Окна словно были завешены с той стороны синим японским шелком. Бабушка сказала мне, что все спозаранок ушли в порт. Юрик увязался за матерью.
Я чувствовал себя, как в тот раз, когда меня выволок из воронки Борька. Словно я в самом деле чудом спасся ночью от смерти.
А не мог ли спастись Семен?
Я вскочил с постели, натянул штаны и умылся. Кожа на носу шелушилась. Я лишь оплескал его водой.
— Сроду не видела таких бурь, — ворчала бабушка, накладывая в миску пшенную кашу. — Что в огороде деется!.. Табак весь повалило…
— Ну и хорошо, — ответил я, садясь по-японски за столик. — Иначе я сам его вытоптал бы.
— Чем табак провинился? — спросила бабушка, ставя передо мной кашу и молоко.
— Семен вчера назвал отца барыгой, — сказал я и замер над лункой в каше, залитой янтарным маслом. Мне, как в кино, представилось все вчерашнее…

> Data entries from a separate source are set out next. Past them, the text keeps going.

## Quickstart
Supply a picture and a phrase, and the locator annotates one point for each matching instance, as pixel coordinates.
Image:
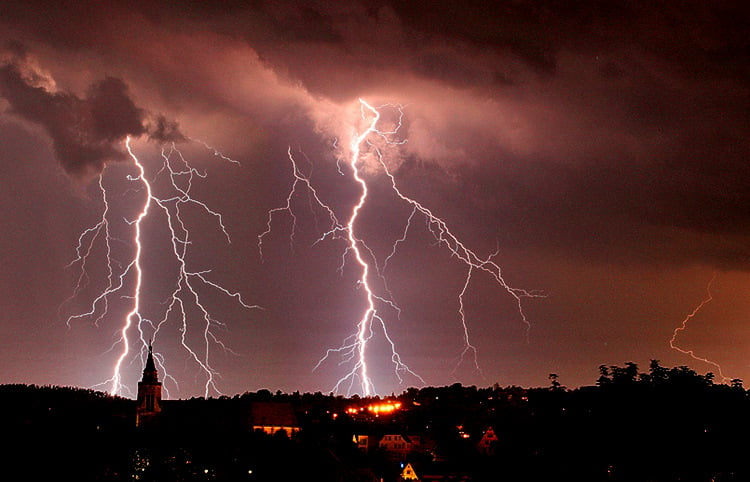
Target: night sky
(596, 151)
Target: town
(664, 424)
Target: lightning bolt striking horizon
(683, 326)
(366, 146)
(185, 293)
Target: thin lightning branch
(189, 282)
(354, 349)
(683, 326)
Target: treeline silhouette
(662, 424)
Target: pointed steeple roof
(149, 372)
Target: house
(400, 444)
(486, 444)
(272, 417)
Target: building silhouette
(149, 394)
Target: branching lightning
(683, 326)
(137, 329)
(364, 147)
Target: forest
(662, 424)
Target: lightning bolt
(181, 177)
(364, 146)
(683, 326)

— Не спал отец твой всю ночь, — ответила бабушка, — курил, а чуть свет ушел в порт…
Я молчал. Мои глаза видели Семена, который за кормой накренился к японцу. И бабушка спросила уж в который раз после вчерашнего вечера:
— Семен-то на одной левой руке и повис в последний момент?
— На одной левой, — ответил я хрипло, потому что опять подумал, что Семен мог выплыть.

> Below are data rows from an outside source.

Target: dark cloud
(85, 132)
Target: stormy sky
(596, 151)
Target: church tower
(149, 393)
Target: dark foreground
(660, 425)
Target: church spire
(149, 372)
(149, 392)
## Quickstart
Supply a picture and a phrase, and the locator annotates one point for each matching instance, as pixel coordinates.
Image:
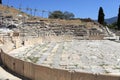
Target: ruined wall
(38, 72)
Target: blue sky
(81, 8)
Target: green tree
(101, 16)
(118, 20)
(0, 1)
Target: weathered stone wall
(38, 72)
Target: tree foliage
(61, 15)
(118, 20)
(101, 16)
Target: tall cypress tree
(0, 1)
(118, 20)
(101, 16)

— Пальцев ему не хватило, чтоб удержаться, — сказала бабушка и перекрестилась, старательно вдавливая щепоть в плечи.
— Может, он выплыл? — сказал я, отбросил ложку и встал.
Я подошел к двери на веранду и привалился к косяку. По синему бархату моря шли тени облаков.
— И кто вас неволил гнаться за ними? — сказала бабушка, качая головой. Руки она скрестила на груди.
— А кто их неволил удирать? — сказал я и тоже переплел руки впереди.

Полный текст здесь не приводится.